Always buy, never rent.  This way, if anything goes wrong, you'll have collateral and equity.

I would think if you're going to buy a cold drink cooler, you might want to get a contract on that stuff.  I think they're pretty cheap,  unless you can find one at a sale, say where someone might be going out of business.  But yes, if you plan to stock it with say Isopure or Monster or Red Bull or anything like that, you'll need to get that product company to come in and give you some quotes.

Good luck to you!


----------



## projectaero (Apr 30, 2007)

thanks for the advice i am still brain storming but i will work out the figures etc.
basically its a Personal training gym where ppl can come for yoga, bodybuilding, cardio, or if they want go outside and work out.
equipment i only need one of each as majority of it is one on one but for groups or 2-3 who come along together i can help out one and look at the other too as its not going to be that big of a place.

Do you think tho after a year you could make back the 20,000 or so to start up.

I am always learning so i will always be doing courses to maximize knowledge.
Plus being a gym for appt only its not going to always be open il arrive 30 min before they do etc.

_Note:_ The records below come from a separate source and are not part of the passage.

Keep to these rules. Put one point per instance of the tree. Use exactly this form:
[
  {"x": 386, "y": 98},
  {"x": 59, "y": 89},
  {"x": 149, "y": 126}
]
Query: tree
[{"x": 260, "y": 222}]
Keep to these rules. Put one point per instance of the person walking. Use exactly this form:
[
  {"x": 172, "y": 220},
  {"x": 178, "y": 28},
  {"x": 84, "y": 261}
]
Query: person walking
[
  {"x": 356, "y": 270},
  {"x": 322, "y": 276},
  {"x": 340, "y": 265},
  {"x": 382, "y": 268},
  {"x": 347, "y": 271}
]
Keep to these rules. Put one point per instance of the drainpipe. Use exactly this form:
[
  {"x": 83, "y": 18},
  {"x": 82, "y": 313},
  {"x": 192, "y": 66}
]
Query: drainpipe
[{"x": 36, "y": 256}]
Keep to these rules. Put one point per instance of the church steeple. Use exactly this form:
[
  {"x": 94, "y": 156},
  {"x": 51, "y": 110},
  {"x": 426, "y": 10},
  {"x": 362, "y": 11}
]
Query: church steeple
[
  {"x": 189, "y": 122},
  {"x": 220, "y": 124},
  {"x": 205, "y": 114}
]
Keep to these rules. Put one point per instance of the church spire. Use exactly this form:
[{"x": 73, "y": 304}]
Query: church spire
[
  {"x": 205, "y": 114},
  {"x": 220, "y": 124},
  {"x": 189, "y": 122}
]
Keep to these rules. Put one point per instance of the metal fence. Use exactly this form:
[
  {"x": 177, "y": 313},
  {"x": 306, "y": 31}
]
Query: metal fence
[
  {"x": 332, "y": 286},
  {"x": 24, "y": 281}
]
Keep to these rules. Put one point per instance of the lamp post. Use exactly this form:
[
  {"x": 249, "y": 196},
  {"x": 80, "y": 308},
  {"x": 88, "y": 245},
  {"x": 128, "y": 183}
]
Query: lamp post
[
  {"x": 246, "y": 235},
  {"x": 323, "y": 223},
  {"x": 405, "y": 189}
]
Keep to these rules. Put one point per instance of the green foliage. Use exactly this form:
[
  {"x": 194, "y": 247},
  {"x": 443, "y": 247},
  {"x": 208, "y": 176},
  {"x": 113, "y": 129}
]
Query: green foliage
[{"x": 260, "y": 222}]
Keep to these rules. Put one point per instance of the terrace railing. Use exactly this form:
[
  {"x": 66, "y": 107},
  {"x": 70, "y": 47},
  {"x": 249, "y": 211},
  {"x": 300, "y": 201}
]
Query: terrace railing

Once it takes off then i will think about expanding but until then its a small venture u know


----------



## NordicNacho (Apr 30, 2007)

Im sure insurance costs a pretty penny.  People love to sue these days and they will take everything.  you need some a business


----------



## Fitgirl70 (Apr 30, 2007)

Sure, I think you could make that back.  Depends also on your overhead.  You have to factor in the electricity, the water, are you going to provide showers, AC/Heating, etc.  You also have to factor in, will you have a clientele built before you open, how effective is your marketing/advertising.  Will you offer discounts for your Grand Opening, how much are you going to spend on your Grand Opening.....

Lots to think about. 

I've thought of opening my own health/fitness deli/restaurant geared towards fitness/bodybuilders.  I still want to, but man it really costs a lot to get a business started.   Be sure to look into a small business loan.


----------



## vtps001 (Jun 25, 2009)

*Re: Starting my own small gym business*

Good choice It will work out nicely If they put good effort and they need good advice about there business before starting it... You can learn about the gym materials and needs by lot of sites which will guide you in a good way with good advices and ideas.... You can visit the site gentlerainmarketing Which is so useful and nice...

Gentlerainmarketing


----------



## mcguin (Jun 26, 2009)

I work for a commercial insurance carrier, you might think you need 20k up front to get the place going, but the liability insurance on your gym depending on how far you go with it is going to cost you minimum 10k for a year, and thats bare minimum depending on what your operations will consist of.  Obviously like most companies you wont have to pay the full premium up front but expect hefty monthly payments.


----------